Page MenuHomePhabricator

[scap] Compile HHVM bytecode cache as deployment step
Closed, DeclinedPublic

Description

HHVM uses a persistent SQLite database as a bytecode cache. This cache will be dynamically maintained by the HHVM server process, but it can also be pre-populated to bootstrap a newly deployed codebase [0]. Pre-compiling the cache during scap and distributing that cache to the HHVM worker nodes should provide a significant performance increase.

[0]: http://hhvm.com/blog/4061/go-faster


Version: wmf-deployment
Severity: enhancement

Details

Reference
bz64272

Event Timeline

bzimport raised the priority of this task from to Medium.Nov 22 2014, 3:11 AM
bzimport added a project: Deployments.
bzimport set Reference to bz64272.
bzimport added a subscriber: Unknown Object (MLST).
bd808 added a subscriber: ori.

I did some work previously during the HHVM project to make a proof of concept for the compilation step. I think @ori has looked at this issue some as well.

As I recall there were a couple of issues that would need to be worked out in addition to the basic cache file generation:

  1. The deployment staging host (tin) would need to have HHVM available and use the exact same version of HHVM as the MW servers in the cluster that would use the hhbc cache. HHVM versions the storage schema in the hhbc data so that older and newer runtimes can point to the same cache file without clobbering each other.
  2. The sqlite data files are binary blobs and as such will not rsync well. Scap could either invent yet another binary->text->binary processing step as we did with the l10n cache files, or we could figure out a better way to sync blobs. I spent a tiny amount of time looking at pure python bittorrent components as a possible solution to the "better blob transfer" approach. Herd and Horde both looked promissing but I didn't go all the way to a POC implementation with either.

I did some work previously during the HHVM project to make a proof of concept for the compilation step.

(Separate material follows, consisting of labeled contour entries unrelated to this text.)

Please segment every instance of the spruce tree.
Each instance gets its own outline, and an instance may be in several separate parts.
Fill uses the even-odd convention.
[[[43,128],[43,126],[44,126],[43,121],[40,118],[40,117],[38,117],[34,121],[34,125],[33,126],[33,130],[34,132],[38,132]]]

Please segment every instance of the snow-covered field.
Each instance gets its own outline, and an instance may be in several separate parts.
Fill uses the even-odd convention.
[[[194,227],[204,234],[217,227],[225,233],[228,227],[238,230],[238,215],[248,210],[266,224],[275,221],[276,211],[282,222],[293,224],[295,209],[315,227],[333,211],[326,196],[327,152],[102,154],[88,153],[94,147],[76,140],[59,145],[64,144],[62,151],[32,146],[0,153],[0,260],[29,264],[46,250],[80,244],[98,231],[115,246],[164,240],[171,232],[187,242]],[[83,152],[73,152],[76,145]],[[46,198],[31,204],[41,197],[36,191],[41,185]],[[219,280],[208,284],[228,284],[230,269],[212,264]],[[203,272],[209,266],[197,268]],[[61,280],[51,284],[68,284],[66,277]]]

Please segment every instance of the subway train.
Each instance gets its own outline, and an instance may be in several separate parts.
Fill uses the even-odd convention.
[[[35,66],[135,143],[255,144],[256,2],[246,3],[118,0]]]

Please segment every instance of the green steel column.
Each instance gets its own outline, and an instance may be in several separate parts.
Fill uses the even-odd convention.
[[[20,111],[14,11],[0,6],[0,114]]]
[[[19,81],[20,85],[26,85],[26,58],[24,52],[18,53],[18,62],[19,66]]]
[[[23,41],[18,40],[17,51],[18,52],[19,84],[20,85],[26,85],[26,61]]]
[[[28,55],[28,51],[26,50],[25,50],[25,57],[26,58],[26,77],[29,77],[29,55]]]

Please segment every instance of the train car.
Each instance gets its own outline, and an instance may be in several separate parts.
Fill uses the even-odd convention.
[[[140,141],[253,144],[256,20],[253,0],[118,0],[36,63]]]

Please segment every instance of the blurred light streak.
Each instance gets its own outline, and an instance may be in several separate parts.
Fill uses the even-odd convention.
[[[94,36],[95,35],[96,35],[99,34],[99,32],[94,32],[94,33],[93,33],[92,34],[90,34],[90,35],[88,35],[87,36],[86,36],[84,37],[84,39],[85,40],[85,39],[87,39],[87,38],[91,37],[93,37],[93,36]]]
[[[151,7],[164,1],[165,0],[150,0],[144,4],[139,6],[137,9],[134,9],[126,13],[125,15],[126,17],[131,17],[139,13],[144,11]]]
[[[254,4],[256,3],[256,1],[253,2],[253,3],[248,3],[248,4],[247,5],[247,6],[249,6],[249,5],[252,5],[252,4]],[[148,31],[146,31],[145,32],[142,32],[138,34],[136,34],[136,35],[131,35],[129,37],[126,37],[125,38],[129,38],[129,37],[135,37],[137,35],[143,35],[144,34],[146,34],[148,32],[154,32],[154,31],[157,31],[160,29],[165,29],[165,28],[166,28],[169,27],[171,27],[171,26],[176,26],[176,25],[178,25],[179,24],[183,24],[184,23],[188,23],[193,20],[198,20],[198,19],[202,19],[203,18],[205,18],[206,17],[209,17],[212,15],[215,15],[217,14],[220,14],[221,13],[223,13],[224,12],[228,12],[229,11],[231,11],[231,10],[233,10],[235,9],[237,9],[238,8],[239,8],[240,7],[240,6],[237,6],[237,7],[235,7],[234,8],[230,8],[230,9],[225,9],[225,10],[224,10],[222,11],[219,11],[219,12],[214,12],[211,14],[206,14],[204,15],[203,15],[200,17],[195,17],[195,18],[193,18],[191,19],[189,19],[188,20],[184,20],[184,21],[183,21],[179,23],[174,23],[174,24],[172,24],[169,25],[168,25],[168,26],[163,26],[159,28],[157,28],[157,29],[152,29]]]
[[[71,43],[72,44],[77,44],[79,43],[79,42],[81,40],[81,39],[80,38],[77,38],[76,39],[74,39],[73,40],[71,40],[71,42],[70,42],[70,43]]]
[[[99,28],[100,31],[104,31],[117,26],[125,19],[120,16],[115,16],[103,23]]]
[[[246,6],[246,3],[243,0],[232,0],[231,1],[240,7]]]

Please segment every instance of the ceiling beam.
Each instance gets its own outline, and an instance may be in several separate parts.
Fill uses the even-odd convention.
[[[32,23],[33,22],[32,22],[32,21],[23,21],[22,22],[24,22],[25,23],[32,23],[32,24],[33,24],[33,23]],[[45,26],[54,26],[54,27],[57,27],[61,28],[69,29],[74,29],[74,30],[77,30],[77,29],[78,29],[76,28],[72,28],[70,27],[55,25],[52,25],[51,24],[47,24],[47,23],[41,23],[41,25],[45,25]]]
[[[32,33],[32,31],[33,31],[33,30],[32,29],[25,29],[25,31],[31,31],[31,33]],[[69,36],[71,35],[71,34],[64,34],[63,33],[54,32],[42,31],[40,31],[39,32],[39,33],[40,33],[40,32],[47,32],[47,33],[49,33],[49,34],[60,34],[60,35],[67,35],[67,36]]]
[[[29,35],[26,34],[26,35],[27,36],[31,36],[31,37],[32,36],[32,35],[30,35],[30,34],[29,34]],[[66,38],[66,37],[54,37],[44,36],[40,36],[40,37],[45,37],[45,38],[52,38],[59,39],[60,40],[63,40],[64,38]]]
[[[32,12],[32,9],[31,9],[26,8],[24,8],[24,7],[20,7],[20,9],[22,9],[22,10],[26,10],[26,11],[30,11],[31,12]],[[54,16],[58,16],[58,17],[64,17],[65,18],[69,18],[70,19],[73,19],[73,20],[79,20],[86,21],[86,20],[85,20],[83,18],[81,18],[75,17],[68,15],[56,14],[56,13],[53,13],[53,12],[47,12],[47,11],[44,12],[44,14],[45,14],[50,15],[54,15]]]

Prior POC code now published at https://github.com/bd808/bug-67168

@thcipriani and I did some testing of herd/horde, it does work fairly well. It's just a simple wrapper around bittornado and it uses ssh to coordinate the whole swarm. It's definitely workable though.

This: https://github.com/TMG-nl/p2ptracker

The tracker uses the knowledge we have about our network topology to build two-tier swarms of bittorrent clients. It will return peers in a
global swarm to the first two clients in a rack requesting tracker information. Any additional clients from the SAME rack requesting peer
information from the tracker will only get peers in the same rack, thus building a second tier swarm that spans a single rack.

This setup was chosen because the uplink bandwidth in a rack is a critical resource for us. If many clients in a rack start downloading
pieces from other peers randomly distributed in our network environment they may/will saturate the uplink in the rack, causing serious
starvation issues and failing requests to production services.

By limiting the amount of peers that participate in a global bittorrent swarm in a single rack to 2 and capping the bittorrent client to
~100mbit/s we can guarantee that the rack uplink is only utilized for 20% by bittorrent traffic.

I'm not convinced that this would be an overall win. Last week we had problems with a depleted byte code cache I checked monitoring after pruning the cache for effects of the new cache warmup and it wasn't noticable in grafana's server board. Maybe it's more visible to real performance tracing, but I guess the cache warmup period is fairly brief. OTOH it adds a lot of complexity and potential new error sources.